United we stand still, divided we fall: a modern dilemma faced by many lumbering giants of the tech sector, as businesses begin radically stripping back and separating in order to keep a competitive edge over more nimble competition. In the tech industry there are few giants bigger than Hewlett Packard, who this week announced a sudden split. The company will be cleaved into two businesses, one focusing on enterprise solutions (Hewlett Packard Enterprise) and the other selling consumer PCs and printers (HP Inc).

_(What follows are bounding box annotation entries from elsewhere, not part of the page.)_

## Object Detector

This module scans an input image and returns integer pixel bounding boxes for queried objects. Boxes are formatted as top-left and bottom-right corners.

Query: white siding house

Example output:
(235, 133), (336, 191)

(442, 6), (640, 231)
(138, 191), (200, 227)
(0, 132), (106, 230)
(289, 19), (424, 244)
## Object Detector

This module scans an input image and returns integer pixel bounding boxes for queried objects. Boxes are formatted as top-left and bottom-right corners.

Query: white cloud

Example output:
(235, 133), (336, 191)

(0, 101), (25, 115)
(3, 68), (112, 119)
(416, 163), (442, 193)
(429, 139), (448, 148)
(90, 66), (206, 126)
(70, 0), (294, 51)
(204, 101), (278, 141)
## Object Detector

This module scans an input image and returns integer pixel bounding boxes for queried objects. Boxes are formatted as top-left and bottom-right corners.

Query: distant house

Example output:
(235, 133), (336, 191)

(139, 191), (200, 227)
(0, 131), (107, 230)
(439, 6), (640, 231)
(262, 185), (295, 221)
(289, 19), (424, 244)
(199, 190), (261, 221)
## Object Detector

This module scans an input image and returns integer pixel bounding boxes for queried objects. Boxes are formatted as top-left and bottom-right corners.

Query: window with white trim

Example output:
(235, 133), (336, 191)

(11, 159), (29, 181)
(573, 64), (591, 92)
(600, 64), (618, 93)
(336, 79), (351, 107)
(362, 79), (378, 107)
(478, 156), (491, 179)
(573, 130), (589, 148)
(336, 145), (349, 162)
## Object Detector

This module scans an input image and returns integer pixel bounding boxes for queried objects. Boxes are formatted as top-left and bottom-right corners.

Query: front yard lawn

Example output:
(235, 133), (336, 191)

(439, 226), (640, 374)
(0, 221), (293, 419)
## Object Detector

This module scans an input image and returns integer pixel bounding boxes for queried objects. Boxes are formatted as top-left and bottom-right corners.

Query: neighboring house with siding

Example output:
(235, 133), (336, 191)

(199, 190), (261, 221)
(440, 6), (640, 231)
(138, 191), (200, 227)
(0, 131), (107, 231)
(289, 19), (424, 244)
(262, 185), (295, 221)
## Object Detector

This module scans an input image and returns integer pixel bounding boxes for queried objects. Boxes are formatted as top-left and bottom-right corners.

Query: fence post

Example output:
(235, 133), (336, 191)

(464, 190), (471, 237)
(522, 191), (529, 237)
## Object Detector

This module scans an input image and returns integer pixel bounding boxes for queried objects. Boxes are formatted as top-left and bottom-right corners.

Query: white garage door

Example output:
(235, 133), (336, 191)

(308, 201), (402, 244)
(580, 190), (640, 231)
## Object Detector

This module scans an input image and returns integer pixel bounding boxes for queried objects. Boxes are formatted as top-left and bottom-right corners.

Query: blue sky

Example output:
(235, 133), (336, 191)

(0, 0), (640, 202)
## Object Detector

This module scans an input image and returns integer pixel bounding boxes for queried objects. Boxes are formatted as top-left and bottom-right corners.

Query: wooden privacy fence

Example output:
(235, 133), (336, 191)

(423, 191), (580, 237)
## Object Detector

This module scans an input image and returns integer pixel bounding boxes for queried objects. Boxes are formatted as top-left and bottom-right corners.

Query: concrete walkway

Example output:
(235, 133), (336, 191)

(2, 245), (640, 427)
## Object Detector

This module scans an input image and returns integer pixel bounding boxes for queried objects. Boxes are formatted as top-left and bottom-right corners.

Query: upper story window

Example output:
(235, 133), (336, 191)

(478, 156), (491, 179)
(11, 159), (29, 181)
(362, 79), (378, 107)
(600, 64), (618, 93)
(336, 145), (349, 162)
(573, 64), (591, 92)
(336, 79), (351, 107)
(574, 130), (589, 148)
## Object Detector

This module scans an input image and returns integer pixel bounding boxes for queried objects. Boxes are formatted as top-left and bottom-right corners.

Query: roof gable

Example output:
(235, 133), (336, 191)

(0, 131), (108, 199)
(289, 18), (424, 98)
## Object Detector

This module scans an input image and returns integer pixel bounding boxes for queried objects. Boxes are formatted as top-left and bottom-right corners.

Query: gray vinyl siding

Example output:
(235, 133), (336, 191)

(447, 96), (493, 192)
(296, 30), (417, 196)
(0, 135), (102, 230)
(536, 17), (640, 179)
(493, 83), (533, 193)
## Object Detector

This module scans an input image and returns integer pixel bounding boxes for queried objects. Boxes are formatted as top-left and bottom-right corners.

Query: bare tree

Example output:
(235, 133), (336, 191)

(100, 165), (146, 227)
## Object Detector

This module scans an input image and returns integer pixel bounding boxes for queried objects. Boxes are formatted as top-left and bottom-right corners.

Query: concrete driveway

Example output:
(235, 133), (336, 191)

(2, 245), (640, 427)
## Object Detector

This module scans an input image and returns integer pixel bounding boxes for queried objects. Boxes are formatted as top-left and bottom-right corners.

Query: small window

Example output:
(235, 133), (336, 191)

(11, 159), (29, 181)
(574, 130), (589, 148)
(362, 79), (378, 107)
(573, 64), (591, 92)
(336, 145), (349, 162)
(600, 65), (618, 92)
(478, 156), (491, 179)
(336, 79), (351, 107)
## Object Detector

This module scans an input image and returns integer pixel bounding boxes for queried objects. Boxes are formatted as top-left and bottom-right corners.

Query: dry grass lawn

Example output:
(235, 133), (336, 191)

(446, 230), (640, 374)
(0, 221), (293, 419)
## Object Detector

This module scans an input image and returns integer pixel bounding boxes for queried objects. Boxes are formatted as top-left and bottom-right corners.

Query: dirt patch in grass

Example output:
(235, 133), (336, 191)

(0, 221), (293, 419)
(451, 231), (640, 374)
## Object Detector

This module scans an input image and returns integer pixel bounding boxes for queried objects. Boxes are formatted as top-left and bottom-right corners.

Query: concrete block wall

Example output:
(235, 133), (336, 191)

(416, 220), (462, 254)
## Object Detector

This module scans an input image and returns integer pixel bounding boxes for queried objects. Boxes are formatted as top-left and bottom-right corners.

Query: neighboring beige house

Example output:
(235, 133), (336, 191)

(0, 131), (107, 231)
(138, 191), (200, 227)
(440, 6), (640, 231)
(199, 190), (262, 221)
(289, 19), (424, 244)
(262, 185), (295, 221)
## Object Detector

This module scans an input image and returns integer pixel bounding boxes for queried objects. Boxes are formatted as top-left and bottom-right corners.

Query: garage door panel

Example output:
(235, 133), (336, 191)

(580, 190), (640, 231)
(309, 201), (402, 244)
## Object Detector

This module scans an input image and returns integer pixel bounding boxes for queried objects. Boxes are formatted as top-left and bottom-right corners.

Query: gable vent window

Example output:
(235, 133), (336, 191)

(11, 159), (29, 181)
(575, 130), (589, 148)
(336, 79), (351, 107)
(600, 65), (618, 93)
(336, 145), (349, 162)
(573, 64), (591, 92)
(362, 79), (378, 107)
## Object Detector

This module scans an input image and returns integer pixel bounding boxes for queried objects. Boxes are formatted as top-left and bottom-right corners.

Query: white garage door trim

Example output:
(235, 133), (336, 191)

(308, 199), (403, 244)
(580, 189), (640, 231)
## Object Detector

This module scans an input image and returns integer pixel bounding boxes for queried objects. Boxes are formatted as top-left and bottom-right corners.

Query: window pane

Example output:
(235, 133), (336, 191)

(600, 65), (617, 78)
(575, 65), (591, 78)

Recent news has also seen perpetually-troubled Yahoo announce plans to shed part of its Indian workforce, eBay and Paypal go their separate ways, and the earnings of Korean behemoth Samsung take a dramatic swan-dive.
This is not the first time HP has suggested a split, and speculation about why the idea has resurfaced has been extensive. The aborted plan to split in 2011 was in the midst of a shaky economic recovery, a period where investors value the safetyof large corporations. The recent stability of the market may have presented an opportunity for HP to start taking risks. In a presentation to investors, HP execs claim the split will create “nimbler and more simple organisations”, which is at least true of HPs headcount, as the company announced the redundancy of 55,000 employees (that’s more than the entire workforce of Google).
Stephen Gandel of Fortune dismisses the plans as badly-thought-out financial engineering. He claims HP is sacrificing the economy-of-scale advantages of a large corporation for short-term increases in stock-prices. We saw similar effects last week, when shares in eBay grew sharply by 7.5% after announcing plans to spin off PayPal. Gandel argues that in the long-run, two mini-HPs may actually be worth less than HP’s current $69 billion market value.
It is likely HP Enterprise will face fierce competition from EMC, IBM and Oracle, despite profit margins far below those companies. Currently, it’s not clear how HP’s breakup will benefit its users or the company, although the decision of HP CEO Meg Whitman to chair the Enterprise business may give a good indication of who her favourite child is. Is the future of HP ‘Halved Potential’ or ‘Huge Profit’? Regrettably, it’s unlikely to be ‘Human Progress‘.